Elle s’approche de moi, puis elle me dit :
— Tu as passé une bonne journée, mon amour ? Elle a son petit sourire.
— Oui, mon cœur et toi ?
— J’ai eu un souci avec mes extensions visuelles, mais rien de grave.
— Maintenant elle fonctionne 
— Oui, cela a duré une minute.
— Tu es passé au centre de maintenance.
— Non, ça ne s’est produit qu’une fois. Tout était étrange, laid, sale par endroit, un cauchemar.
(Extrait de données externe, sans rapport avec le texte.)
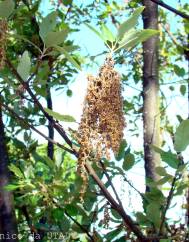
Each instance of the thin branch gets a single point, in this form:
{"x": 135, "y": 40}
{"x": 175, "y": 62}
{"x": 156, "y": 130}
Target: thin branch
{"x": 169, "y": 198}
{"x": 56, "y": 124}
{"x": 10, "y": 110}
{"x": 127, "y": 219}
{"x": 74, "y": 220}
{"x": 111, "y": 184}
{"x": 114, "y": 21}
{"x": 80, "y": 226}
{"x": 166, "y": 6}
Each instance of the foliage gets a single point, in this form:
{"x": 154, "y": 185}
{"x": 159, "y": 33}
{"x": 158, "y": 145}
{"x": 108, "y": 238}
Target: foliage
{"x": 41, "y": 55}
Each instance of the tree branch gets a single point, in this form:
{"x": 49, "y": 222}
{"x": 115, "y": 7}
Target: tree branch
{"x": 13, "y": 113}
{"x": 56, "y": 124}
{"x": 166, "y": 6}
{"x": 127, "y": 219}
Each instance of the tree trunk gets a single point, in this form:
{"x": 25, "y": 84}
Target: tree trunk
{"x": 8, "y": 227}
{"x": 151, "y": 114}
{"x": 50, "y": 147}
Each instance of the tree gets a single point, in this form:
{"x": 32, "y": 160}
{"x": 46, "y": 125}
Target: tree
{"x": 49, "y": 183}
{"x": 151, "y": 112}
{"x": 8, "y": 227}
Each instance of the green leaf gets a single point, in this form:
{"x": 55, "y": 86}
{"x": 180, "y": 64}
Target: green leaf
{"x": 153, "y": 213}
{"x": 47, "y": 24}
{"x": 179, "y": 71}
{"x": 16, "y": 170}
{"x": 134, "y": 37}
{"x": 68, "y": 56}
{"x": 24, "y": 66}
{"x": 181, "y": 189}
{"x": 141, "y": 218}
{"x": 107, "y": 34}
{"x": 114, "y": 233}
{"x": 60, "y": 117}
{"x": 96, "y": 32}
{"x": 71, "y": 210}
{"x": 6, "y": 8}
{"x": 67, "y": 2}
{"x": 69, "y": 93}
{"x": 161, "y": 171}
{"x": 11, "y": 187}
{"x": 129, "y": 161}
{"x": 164, "y": 180}
{"x": 130, "y": 23}
{"x": 49, "y": 162}
{"x": 183, "y": 89}
{"x": 182, "y": 136}
{"x": 165, "y": 240}
{"x": 121, "y": 152}
{"x": 55, "y": 38}
{"x": 168, "y": 157}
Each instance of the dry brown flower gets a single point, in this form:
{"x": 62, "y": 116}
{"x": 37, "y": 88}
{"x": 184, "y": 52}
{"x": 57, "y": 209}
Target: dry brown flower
{"x": 102, "y": 122}
{"x": 3, "y": 38}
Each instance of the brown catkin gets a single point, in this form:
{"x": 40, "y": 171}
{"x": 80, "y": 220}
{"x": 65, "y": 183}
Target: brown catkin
{"x": 3, "y": 38}
{"x": 102, "y": 122}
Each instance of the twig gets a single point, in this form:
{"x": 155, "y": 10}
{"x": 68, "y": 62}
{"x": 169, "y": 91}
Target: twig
{"x": 166, "y": 6}
{"x": 56, "y": 124}
{"x": 127, "y": 219}
{"x": 74, "y": 220}
{"x": 80, "y": 226}
{"x": 114, "y": 21}
{"x": 169, "y": 198}
{"x": 111, "y": 184}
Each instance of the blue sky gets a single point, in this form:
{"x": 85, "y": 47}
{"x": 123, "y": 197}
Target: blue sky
{"x": 90, "y": 43}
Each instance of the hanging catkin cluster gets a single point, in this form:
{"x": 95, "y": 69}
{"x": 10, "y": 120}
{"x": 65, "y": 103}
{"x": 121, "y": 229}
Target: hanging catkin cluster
{"x": 3, "y": 37}
{"x": 102, "y": 122}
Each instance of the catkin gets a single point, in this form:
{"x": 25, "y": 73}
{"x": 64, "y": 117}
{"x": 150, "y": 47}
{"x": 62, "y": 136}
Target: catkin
{"x": 3, "y": 38}
{"x": 102, "y": 122}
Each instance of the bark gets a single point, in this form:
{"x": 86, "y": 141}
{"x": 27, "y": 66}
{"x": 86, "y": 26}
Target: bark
{"x": 151, "y": 114}
{"x": 50, "y": 147}
{"x": 8, "y": 226}
{"x": 187, "y": 192}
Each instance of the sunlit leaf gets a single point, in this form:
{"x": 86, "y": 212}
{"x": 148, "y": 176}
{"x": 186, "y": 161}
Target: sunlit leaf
{"x": 129, "y": 161}
{"x": 47, "y": 25}
{"x": 11, "y": 187}
{"x": 161, "y": 171}
{"x": 130, "y": 23}
{"x": 183, "y": 89}
{"x": 153, "y": 213}
{"x": 121, "y": 152}
{"x": 95, "y": 31}
{"x": 6, "y": 8}
{"x": 68, "y": 56}
{"x": 24, "y": 66}
{"x": 55, "y": 38}
{"x": 16, "y": 170}
{"x": 182, "y": 136}
{"x": 168, "y": 157}
{"x": 107, "y": 34}
{"x": 134, "y": 37}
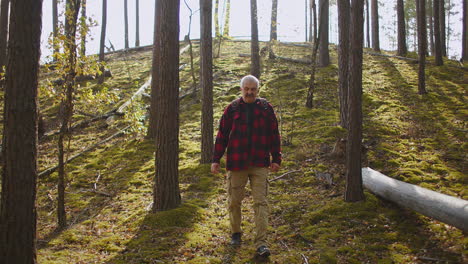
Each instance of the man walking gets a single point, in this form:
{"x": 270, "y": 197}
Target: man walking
{"x": 249, "y": 130}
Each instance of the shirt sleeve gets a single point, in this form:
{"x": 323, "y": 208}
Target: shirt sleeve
{"x": 275, "y": 139}
{"x": 222, "y": 138}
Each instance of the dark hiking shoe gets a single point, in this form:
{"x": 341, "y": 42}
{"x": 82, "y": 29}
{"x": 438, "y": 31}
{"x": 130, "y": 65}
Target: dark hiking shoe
{"x": 263, "y": 251}
{"x": 236, "y": 239}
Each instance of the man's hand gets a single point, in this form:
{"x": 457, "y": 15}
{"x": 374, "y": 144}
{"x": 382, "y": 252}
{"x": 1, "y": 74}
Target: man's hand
{"x": 215, "y": 168}
{"x": 274, "y": 167}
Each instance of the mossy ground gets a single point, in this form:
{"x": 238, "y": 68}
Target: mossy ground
{"x": 418, "y": 139}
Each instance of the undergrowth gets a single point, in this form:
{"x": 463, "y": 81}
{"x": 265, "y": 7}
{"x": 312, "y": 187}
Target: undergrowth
{"x": 413, "y": 138}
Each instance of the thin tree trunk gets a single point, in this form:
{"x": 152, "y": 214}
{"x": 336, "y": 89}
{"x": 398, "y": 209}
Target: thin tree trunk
{"x": 306, "y": 22}
{"x": 402, "y": 49}
{"x": 375, "y": 25}
{"x": 216, "y": 18}
{"x": 465, "y": 30}
{"x": 324, "y": 54}
{"x": 367, "y": 24}
{"x": 437, "y": 48}
{"x": 422, "y": 44}
{"x": 442, "y": 27}
{"x": 4, "y": 7}
{"x": 166, "y": 184}
{"x": 255, "y": 56}
{"x": 354, "y": 190}
{"x": 72, "y": 11}
{"x": 137, "y": 23}
{"x": 431, "y": 27}
{"x": 206, "y": 77}
{"x": 18, "y": 196}
{"x": 103, "y": 40}
{"x": 83, "y": 30}
{"x": 126, "y": 22}
{"x": 274, "y": 20}
{"x": 227, "y": 18}
{"x": 55, "y": 29}
{"x": 311, "y": 20}
{"x": 343, "y": 59}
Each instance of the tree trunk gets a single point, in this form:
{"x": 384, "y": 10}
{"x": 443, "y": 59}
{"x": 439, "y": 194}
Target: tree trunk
{"x": 72, "y": 11}
{"x": 83, "y": 31}
{"x": 314, "y": 8}
{"x": 447, "y": 209}
{"x": 443, "y": 46}
{"x": 216, "y": 18}
{"x": 375, "y": 25}
{"x": 126, "y": 22}
{"x": 255, "y": 67}
{"x": 55, "y": 29}
{"x": 324, "y": 55}
{"x": 4, "y": 7}
{"x": 18, "y": 196}
{"x": 368, "y": 23}
{"x": 431, "y": 27}
{"x": 137, "y": 23}
{"x": 103, "y": 40}
{"x": 274, "y": 20}
{"x": 422, "y": 44}
{"x": 465, "y": 30}
{"x": 166, "y": 184}
{"x": 306, "y": 22}
{"x": 227, "y": 18}
{"x": 402, "y": 49}
{"x": 437, "y": 48}
{"x": 343, "y": 59}
{"x": 206, "y": 77}
{"x": 354, "y": 191}
{"x": 311, "y": 20}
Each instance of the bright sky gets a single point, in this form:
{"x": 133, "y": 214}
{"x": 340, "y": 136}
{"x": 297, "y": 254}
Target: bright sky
{"x": 291, "y": 17}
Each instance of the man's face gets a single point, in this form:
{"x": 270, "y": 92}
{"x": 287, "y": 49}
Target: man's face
{"x": 249, "y": 92}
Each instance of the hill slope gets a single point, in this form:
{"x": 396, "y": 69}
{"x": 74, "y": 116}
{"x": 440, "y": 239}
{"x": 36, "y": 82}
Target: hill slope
{"x": 417, "y": 139}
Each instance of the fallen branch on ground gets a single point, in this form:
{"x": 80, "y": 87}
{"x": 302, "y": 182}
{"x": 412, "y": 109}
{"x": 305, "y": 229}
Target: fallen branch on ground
{"x": 283, "y": 175}
{"x": 49, "y": 171}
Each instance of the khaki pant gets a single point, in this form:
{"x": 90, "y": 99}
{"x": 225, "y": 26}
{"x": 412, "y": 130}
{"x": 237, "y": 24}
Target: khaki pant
{"x": 236, "y": 181}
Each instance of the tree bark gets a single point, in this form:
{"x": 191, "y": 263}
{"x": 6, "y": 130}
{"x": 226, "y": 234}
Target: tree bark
{"x": 343, "y": 59}
{"x": 402, "y": 49}
{"x": 443, "y": 45}
{"x": 422, "y": 44}
{"x": 324, "y": 54}
{"x": 103, "y": 40}
{"x": 354, "y": 191}
{"x": 206, "y": 77}
{"x": 137, "y": 23}
{"x": 227, "y": 18}
{"x": 274, "y": 20}
{"x": 216, "y": 18}
{"x": 72, "y": 11}
{"x": 4, "y": 7}
{"x": 465, "y": 30}
{"x": 447, "y": 209}
{"x": 437, "y": 46}
{"x": 126, "y": 22}
{"x": 368, "y": 24}
{"x": 255, "y": 49}
{"x": 83, "y": 32}
{"x": 18, "y": 196}
{"x": 375, "y": 25}
{"x": 166, "y": 185}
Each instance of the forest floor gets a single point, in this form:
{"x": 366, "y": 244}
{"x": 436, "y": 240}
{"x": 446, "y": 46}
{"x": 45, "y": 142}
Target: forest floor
{"x": 414, "y": 138}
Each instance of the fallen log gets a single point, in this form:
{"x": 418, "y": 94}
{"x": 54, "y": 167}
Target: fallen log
{"x": 447, "y": 209}
{"x": 49, "y": 171}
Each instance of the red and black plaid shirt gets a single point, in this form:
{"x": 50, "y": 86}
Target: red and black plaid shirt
{"x": 232, "y": 133}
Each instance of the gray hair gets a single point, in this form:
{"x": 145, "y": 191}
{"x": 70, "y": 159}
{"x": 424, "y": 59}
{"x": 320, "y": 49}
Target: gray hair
{"x": 250, "y": 78}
— Tu devrais aller au centre d’urgence.
— Je vais voir.
— N’attends pas vas-y.
— J’irai demain.
— Non, n’attends pas.
— Je n’ai pas le courage, ce n’est pas urgent.
— Tu dois y aller.
— Non, je n’y vais pas. Qu’est-ce qui te prend ?
— Tu dois y aller.
— Arrête. Je n’irai pas aujourd’hui.
Elle part à l’intérieur, préparer le repas. Je la regarde de l’autre côté de la baie vitrée, elle est de dos, elle est belle. Elle sent mon regard sur elle, elle se retourne, pendant quelques secondes elle se fige, comme prise dans une glace invisible, puis elle hurle. Elle me fixe, je vois dans ses yeux l’horreur et le dégoût. Sur son visage est venu se poser un masque tragique et pourtant elle est toujours aussi belle, peut-être encore plus belle. Je monte sur la balustrade, sans me retourner vers elle. Je me laisse tomber en avant. Je fais de grands gestes et je suis face au sol. Je vois par transparence sous le marbre brillant, le béton grisâtre et sale qui s’approche de mon visage à grande vitesse.